I look into the cup of the flower again and see a wheel ready to conquer the landscape. Uncle Mike sits at his dining room table writing what he means to say on his whiteboard which he has begun to use to express himself since he had a stroke. My aunt and I make out the words "war memoir". He cannot write evenly, puts the pen down and shakes his head in frustration. Below us, in the basement, are the many paintings he has produced throughout the years. They were only a hobby and didn't much make it out of the basement. Beautiful, hidden there under the ground for no one to question and criticize, they could be there just like poppies in the garden. Uncle Mike reminds me of the poppies still in closed green husks. You have no idea of the surprise unfolding inside. Maybe we're all like that; we just pretend to know one another.
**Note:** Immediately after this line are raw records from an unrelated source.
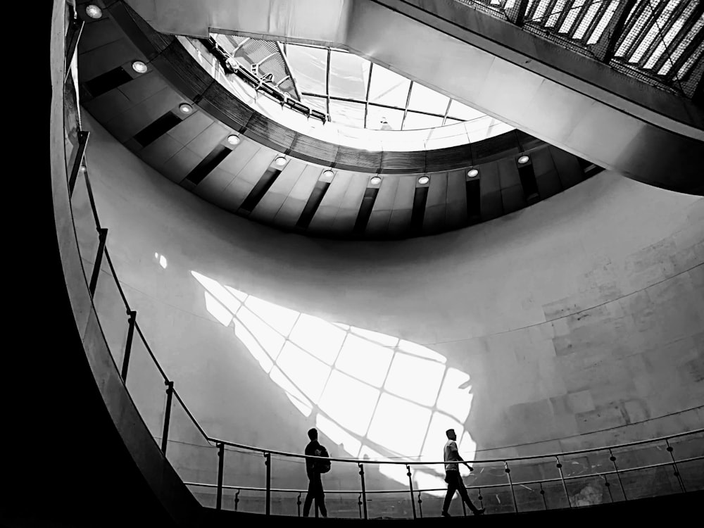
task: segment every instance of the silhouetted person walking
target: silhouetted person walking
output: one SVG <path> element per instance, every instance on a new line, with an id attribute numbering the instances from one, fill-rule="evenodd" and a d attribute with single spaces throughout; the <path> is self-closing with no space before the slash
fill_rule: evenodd
<path id="1" fill-rule="evenodd" d="M 318 441 L 318 430 L 311 429 L 308 431 L 308 438 L 310 441 L 306 446 L 306 454 L 308 456 L 329 456 L 327 450 Z M 315 510 L 320 510 L 320 515 L 327 517 L 327 508 L 325 508 L 325 494 L 322 491 L 322 479 L 321 473 L 327 473 L 330 470 L 330 463 L 328 460 L 320 460 L 315 458 L 306 459 L 306 472 L 308 476 L 308 492 L 306 495 L 306 502 L 303 503 L 303 517 L 308 517 L 310 513 L 310 503 L 315 500 Z"/>
<path id="2" fill-rule="evenodd" d="M 472 467 L 460 456 L 460 452 L 457 450 L 457 435 L 455 434 L 455 429 L 448 429 L 445 432 L 445 434 L 447 435 L 448 440 L 447 444 L 445 444 L 443 460 L 445 460 L 445 482 L 447 482 L 447 494 L 445 496 L 445 502 L 442 505 L 442 516 L 450 517 L 450 514 L 448 513 L 447 510 L 450 508 L 450 502 L 452 501 L 452 497 L 455 494 L 455 491 L 460 492 L 460 496 L 462 497 L 462 500 L 464 501 L 465 503 L 470 507 L 470 510 L 472 510 L 472 513 L 475 515 L 480 515 L 484 513 L 484 509 L 483 508 L 481 510 L 477 509 L 470 500 L 470 496 L 467 494 L 465 483 L 462 481 L 462 477 L 460 475 L 460 465 L 458 463 L 461 462 L 469 467 L 470 470 Z"/>

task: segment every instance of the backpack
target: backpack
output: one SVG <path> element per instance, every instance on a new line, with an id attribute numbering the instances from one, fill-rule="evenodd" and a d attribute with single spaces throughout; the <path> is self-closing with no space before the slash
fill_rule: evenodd
<path id="1" fill-rule="evenodd" d="M 327 452 L 327 450 L 320 446 L 320 449 L 315 450 L 315 456 L 324 456 L 328 457 L 330 454 Z M 315 460 L 315 470 L 318 473 L 327 473 L 330 470 L 330 461 L 329 460 Z"/>

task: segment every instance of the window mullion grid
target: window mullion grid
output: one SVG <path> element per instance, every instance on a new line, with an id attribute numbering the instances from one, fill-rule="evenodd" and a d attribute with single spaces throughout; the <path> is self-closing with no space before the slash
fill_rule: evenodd
<path id="1" fill-rule="evenodd" d="M 332 120 L 332 115 L 330 114 L 330 55 L 332 51 L 327 49 L 327 69 L 325 71 L 325 97 L 326 108 L 327 108 L 327 119 Z"/>
<path id="2" fill-rule="evenodd" d="M 574 22 L 572 24 L 572 27 L 570 28 L 570 31 L 565 33 L 565 36 L 569 37 L 570 39 L 574 38 L 574 33 L 577 32 L 577 28 L 582 25 L 582 21 L 584 20 L 584 17 L 586 16 L 586 12 L 589 11 L 589 7 L 593 2 L 590 2 L 589 0 L 584 2 L 582 5 L 582 8 L 579 10 L 579 13 L 577 15 L 577 18 L 574 19 Z"/>
<path id="3" fill-rule="evenodd" d="M 374 63 L 369 63 L 369 80 L 367 82 L 367 96 L 364 99 L 364 127 L 367 127 L 367 114 L 369 113 L 369 91 L 372 87 L 372 70 L 374 69 Z"/>
<path id="4" fill-rule="evenodd" d="M 447 108 L 445 108 L 445 115 L 442 116 L 442 126 L 445 126 L 445 122 L 447 121 L 447 115 L 450 113 L 450 105 L 452 104 L 452 98 L 448 99 Z"/>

My Uncle scribbles the story of when a U-boat chased the ship that was taking him and his compatriots to fight in Europe in 1944. The German submarine didn't manage to torpedo them, and they made it to Omaha Beach. Uncle Mike has kept quiet about being a soldier until now. He hurt his foot fighting, and has always kept that in his shoe, so to speak. Now the poppy is opening and Uncle Mike is sharing despite or because of his stroke. Perhaps one day he'll tell us about the thousands of poppies in the fields. How did they get there? What did he see?
The smell of a poppy is like the smell of a sweet blade of grass. Who would have known it? Mystery of mysteries.